By Cameron Weston
BEFORE Gregor Garnsworthy from Williamstown could run his leg of the Queen’s Baton Relay last Wednesday, he had to find his sea legs.
Mr Garnsworthy carried the Baton from Gem Pier in Williamstown to Docklands on board the tall ship Endeavour on one of the final legs on the baton’s journey to the MCG for the Commonwealth Games opening ceremony.
Or took it halfway would be more precise – Mr Garnsworthy handed the Baton to fellow Williamstown runner Peter Norman halfway across the water.
While most runners carried the baton for about 500 metres – four minutes on average – Mr Garnsworthy held the treasured item for half an hour.

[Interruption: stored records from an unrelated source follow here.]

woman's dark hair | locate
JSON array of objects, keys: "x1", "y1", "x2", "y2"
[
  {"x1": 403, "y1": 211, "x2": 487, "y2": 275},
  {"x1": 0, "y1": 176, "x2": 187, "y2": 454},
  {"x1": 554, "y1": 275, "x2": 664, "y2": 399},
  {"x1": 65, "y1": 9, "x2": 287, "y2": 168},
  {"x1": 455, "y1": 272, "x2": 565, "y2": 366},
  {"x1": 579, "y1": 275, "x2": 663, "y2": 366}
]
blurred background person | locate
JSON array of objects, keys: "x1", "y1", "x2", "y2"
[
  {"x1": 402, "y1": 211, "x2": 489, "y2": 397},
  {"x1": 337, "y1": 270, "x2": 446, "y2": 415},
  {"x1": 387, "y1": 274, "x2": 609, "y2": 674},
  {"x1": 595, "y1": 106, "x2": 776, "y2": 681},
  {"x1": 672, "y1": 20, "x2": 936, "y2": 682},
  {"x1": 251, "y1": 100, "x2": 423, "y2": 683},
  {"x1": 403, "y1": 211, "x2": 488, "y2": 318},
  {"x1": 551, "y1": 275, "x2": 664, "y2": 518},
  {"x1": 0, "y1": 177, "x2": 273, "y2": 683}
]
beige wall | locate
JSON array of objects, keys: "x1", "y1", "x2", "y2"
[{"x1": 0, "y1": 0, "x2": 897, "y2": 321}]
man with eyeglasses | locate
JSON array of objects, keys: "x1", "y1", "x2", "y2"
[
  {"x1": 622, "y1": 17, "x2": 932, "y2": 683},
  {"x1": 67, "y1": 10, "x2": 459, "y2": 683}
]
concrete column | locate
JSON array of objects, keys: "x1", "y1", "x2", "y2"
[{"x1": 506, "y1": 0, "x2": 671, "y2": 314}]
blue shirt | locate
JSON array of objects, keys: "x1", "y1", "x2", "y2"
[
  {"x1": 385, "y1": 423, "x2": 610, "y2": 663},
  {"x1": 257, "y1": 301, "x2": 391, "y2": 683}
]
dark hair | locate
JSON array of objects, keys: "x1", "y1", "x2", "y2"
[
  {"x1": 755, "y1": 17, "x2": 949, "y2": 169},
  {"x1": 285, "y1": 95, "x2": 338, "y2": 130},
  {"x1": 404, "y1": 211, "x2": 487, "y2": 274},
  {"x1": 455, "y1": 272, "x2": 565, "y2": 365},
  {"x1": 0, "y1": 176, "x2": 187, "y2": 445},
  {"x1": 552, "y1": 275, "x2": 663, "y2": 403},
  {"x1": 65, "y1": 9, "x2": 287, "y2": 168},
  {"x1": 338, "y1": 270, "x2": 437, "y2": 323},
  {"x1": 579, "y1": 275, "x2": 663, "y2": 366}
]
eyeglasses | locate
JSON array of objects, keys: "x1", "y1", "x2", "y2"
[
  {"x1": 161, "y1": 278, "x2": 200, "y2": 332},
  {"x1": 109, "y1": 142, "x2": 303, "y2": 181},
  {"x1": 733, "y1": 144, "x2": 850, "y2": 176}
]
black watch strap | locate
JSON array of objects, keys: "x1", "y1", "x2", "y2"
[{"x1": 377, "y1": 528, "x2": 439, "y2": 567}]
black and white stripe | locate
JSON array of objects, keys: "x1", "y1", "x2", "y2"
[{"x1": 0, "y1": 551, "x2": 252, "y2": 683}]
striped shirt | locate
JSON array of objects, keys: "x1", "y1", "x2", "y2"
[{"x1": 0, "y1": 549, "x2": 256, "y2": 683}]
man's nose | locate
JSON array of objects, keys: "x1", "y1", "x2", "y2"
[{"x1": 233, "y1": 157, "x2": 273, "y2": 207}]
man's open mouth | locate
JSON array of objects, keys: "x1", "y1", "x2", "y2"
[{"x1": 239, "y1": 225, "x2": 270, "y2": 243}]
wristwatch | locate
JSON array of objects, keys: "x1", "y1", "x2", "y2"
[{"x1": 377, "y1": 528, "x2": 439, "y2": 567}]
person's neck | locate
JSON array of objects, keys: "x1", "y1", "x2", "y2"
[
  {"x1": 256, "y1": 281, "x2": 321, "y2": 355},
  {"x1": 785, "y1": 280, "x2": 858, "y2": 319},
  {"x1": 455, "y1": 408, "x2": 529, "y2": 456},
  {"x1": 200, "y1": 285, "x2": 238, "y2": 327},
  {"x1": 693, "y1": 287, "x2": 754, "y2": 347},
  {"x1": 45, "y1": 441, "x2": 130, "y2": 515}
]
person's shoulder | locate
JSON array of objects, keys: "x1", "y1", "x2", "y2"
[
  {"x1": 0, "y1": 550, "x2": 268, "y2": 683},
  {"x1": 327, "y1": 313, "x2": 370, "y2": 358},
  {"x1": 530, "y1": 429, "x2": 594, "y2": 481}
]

He shared the moment with his mother and father, his wife, Regis, and three children, who made the trip across the bay with him.

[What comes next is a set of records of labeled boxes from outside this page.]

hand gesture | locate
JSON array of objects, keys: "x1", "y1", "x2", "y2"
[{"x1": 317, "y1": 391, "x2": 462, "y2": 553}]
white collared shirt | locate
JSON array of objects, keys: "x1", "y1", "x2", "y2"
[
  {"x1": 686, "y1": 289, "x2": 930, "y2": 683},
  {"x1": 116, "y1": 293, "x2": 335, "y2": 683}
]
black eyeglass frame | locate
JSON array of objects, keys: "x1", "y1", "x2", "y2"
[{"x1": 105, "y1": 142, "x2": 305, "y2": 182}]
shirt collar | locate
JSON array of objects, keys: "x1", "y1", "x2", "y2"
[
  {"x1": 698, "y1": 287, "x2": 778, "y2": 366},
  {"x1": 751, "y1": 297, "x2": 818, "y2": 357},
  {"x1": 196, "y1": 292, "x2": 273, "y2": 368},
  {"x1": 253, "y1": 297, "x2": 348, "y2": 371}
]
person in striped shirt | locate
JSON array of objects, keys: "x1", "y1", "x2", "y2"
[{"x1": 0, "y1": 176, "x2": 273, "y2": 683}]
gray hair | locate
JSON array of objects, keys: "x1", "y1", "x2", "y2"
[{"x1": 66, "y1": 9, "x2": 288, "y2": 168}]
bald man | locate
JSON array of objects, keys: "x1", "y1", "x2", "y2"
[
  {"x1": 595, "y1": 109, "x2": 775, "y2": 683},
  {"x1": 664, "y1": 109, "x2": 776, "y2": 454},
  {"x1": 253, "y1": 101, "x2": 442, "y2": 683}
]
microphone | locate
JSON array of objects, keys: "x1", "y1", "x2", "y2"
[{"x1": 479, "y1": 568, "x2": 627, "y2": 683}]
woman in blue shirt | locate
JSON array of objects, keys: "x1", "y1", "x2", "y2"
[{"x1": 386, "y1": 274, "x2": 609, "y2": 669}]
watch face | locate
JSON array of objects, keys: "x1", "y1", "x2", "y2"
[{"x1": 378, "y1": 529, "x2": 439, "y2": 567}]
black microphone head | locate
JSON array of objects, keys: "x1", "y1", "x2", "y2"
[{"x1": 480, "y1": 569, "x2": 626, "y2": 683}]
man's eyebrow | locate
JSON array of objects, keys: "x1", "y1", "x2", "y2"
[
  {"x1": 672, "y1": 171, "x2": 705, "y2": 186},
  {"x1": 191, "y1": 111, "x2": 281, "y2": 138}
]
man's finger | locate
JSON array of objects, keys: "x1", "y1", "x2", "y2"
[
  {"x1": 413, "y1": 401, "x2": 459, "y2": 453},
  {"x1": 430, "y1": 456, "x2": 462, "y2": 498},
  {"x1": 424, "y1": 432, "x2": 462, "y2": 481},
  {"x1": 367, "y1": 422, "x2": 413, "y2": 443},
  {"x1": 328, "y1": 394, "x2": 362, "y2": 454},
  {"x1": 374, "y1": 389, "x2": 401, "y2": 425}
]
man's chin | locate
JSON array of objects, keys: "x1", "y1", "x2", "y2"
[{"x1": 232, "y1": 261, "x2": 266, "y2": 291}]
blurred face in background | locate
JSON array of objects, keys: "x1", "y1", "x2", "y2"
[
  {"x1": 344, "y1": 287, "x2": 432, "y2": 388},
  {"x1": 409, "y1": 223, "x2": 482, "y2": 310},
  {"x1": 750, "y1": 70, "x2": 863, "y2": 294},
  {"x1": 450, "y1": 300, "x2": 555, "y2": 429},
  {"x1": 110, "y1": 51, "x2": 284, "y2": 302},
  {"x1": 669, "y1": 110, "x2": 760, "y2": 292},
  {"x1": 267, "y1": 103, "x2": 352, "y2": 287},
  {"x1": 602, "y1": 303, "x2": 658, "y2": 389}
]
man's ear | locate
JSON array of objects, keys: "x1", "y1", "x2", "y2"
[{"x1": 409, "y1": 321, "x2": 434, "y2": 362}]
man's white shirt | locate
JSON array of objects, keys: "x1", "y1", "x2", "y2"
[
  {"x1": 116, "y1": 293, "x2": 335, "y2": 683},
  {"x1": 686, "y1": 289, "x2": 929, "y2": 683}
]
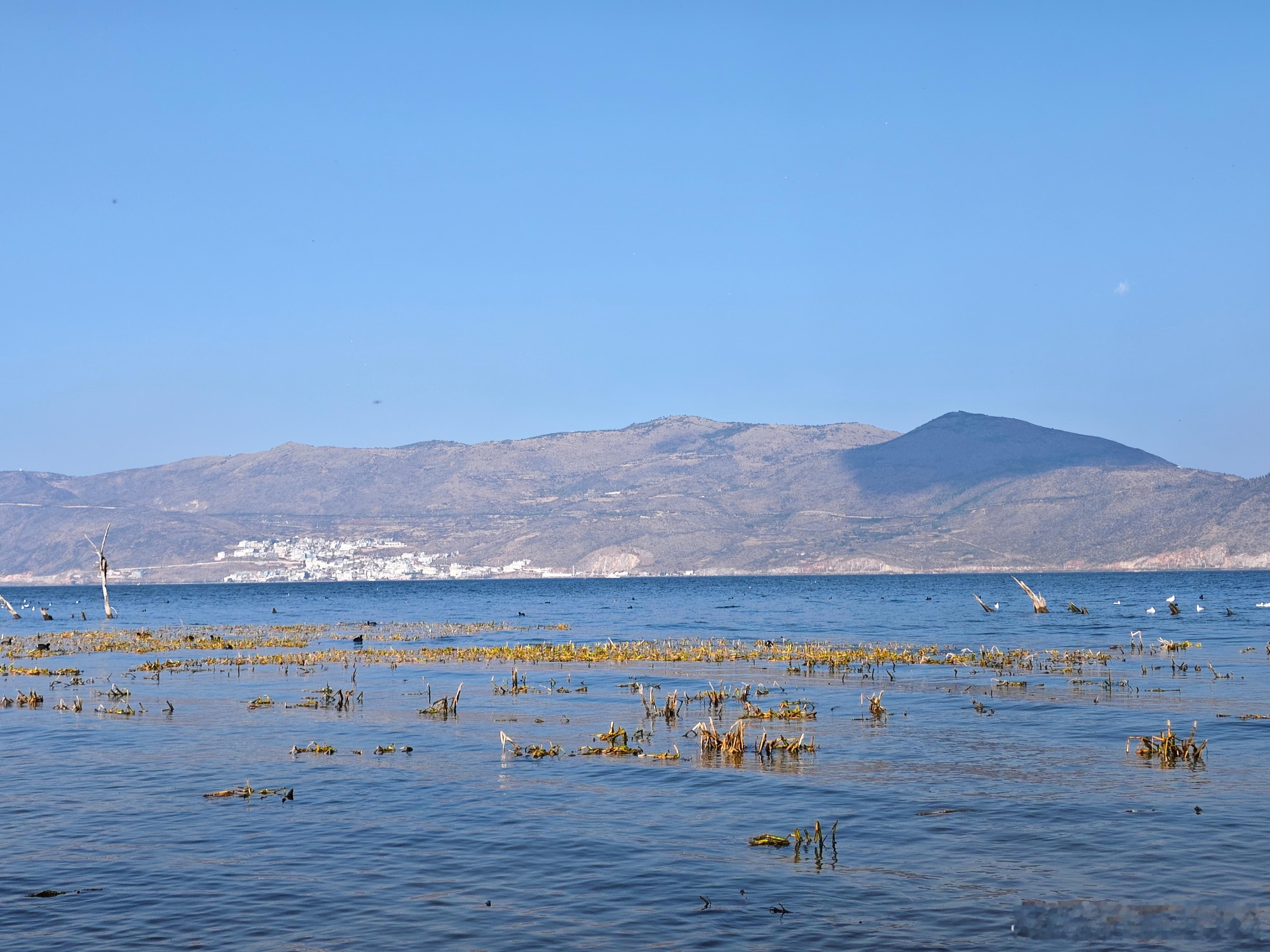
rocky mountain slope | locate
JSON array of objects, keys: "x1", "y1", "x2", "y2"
[{"x1": 0, "y1": 412, "x2": 1270, "y2": 581}]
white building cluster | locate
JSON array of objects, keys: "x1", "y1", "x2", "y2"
[{"x1": 223, "y1": 536, "x2": 556, "y2": 581}]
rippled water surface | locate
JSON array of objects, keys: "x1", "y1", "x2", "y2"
[{"x1": 0, "y1": 572, "x2": 1270, "y2": 950}]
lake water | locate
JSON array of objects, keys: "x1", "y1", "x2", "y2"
[{"x1": 0, "y1": 572, "x2": 1270, "y2": 952}]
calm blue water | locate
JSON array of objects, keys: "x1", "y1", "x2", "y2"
[{"x1": 0, "y1": 572, "x2": 1270, "y2": 950}]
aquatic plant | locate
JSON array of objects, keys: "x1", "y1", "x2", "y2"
[
  {"x1": 640, "y1": 687, "x2": 685, "y2": 725},
  {"x1": 419, "y1": 683, "x2": 464, "y2": 720},
  {"x1": 578, "y1": 722, "x2": 644, "y2": 756},
  {"x1": 203, "y1": 781, "x2": 296, "y2": 800},
  {"x1": 1124, "y1": 721, "x2": 1208, "y2": 767},
  {"x1": 291, "y1": 740, "x2": 335, "y2": 755},
  {"x1": 740, "y1": 694, "x2": 818, "y2": 721},
  {"x1": 749, "y1": 833, "x2": 790, "y2": 847},
  {"x1": 860, "y1": 690, "x2": 886, "y2": 721}
]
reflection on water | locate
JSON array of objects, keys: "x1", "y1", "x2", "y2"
[{"x1": 0, "y1": 572, "x2": 1270, "y2": 950}]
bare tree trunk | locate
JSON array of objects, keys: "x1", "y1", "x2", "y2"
[{"x1": 84, "y1": 523, "x2": 114, "y2": 618}]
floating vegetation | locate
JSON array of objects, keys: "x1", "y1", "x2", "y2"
[
  {"x1": 640, "y1": 687, "x2": 685, "y2": 725},
  {"x1": 754, "y1": 731, "x2": 815, "y2": 756},
  {"x1": 742, "y1": 692, "x2": 818, "y2": 721},
  {"x1": 0, "y1": 664, "x2": 80, "y2": 678},
  {"x1": 372, "y1": 744, "x2": 414, "y2": 756},
  {"x1": 35, "y1": 635, "x2": 1056, "y2": 680},
  {"x1": 690, "y1": 717, "x2": 745, "y2": 758},
  {"x1": 749, "y1": 833, "x2": 790, "y2": 847},
  {"x1": 860, "y1": 690, "x2": 886, "y2": 721},
  {"x1": 203, "y1": 781, "x2": 296, "y2": 800},
  {"x1": 10, "y1": 624, "x2": 320, "y2": 656},
  {"x1": 291, "y1": 740, "x2": 335, "y2": 756},
  {"x1": 489, "y1": 668, "x2": 530, "y2": 694},
  {"x1": 419, "y1": 683, "x2": 464, "y2": 720},
  {"x1": 1124, "y1": 721, "x2": 1208, "y2": 767},
  {"x1": 498, "y1": 731, "x2": 559, "y2": 760},
  {"x1": 578, "y1": 722, "x2": 644, "y2": 756}
]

Mr Garnsworthy said the boat journey was especially poignant for his 89-year-old parents, Lionel and Gwen, who arrived in Australia from Scotland by ship many years before.

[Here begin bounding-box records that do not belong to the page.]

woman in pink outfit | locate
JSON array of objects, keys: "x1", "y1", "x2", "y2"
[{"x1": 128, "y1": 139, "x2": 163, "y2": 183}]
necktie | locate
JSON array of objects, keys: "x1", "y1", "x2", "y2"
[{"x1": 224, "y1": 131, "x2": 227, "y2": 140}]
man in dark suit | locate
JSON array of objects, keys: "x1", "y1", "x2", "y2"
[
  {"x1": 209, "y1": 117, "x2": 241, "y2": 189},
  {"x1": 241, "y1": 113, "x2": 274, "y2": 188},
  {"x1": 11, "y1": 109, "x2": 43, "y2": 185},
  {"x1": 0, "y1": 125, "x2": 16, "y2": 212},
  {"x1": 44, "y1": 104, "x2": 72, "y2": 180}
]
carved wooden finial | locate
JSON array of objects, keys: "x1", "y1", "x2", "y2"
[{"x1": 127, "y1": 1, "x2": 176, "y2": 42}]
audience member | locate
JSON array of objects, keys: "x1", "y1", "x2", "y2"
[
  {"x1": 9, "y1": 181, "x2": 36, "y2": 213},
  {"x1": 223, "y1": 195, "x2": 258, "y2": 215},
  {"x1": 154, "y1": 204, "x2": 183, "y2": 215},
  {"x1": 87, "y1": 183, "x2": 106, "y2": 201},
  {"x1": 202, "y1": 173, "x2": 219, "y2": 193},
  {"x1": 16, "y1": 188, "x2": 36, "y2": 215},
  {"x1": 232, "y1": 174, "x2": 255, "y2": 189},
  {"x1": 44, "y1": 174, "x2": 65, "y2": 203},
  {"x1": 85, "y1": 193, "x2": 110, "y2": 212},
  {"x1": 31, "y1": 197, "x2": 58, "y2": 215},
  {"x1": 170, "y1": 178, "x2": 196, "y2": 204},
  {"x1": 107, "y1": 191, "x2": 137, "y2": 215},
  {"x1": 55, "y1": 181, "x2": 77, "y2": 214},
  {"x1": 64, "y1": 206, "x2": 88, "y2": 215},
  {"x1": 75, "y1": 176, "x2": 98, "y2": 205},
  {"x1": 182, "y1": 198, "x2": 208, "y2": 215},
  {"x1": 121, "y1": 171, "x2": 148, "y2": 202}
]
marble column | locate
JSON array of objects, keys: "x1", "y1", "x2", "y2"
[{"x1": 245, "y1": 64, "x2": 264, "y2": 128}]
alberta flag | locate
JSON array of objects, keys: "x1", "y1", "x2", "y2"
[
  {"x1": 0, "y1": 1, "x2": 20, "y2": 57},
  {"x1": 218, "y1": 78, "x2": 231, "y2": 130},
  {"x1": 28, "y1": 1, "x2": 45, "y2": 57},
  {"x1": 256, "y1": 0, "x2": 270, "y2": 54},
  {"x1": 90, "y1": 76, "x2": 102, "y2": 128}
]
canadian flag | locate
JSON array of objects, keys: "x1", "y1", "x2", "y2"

“It was a real buzz for them,” he said.
Mr Garnsworthy was twice nominated as a relay runner in recognition for his years of service to education in the western suburbs.
He has also served the local community through Rotary and has reached the highest level on the sporting field, representing Victoria and Australia in lacrosse.
For Baton runner Ted Allsopp, nostalgia mingled with pride in equal measure over the 400 metres he carried the baton through the streets of Altona.
The last time he walked in front of that many people was on the streets of Tokyo at the 1960 Olympics.
He would go on to finish the gruelling 50-kilometre walk in 17th place.
It was his second Olympic walk after finishing 10th in the 20km walk at the 1956 Olympic Games – Melbourne’s first international sporting carnival.
“It did bring memories back,” Mr Allsopp said of the baton relay.
“But the feeling …was better because all of my friends and local people were there to cheer for me.
“It was an honour to carry it, to be put with people like Cathy Freeman, John Landy and Ron Clarke.”
Mr Allsopp competed in walking at national level from 1948 to 1971, winning 12 national titles in various events. He is also an active member of the Hobsons Bay Art Society.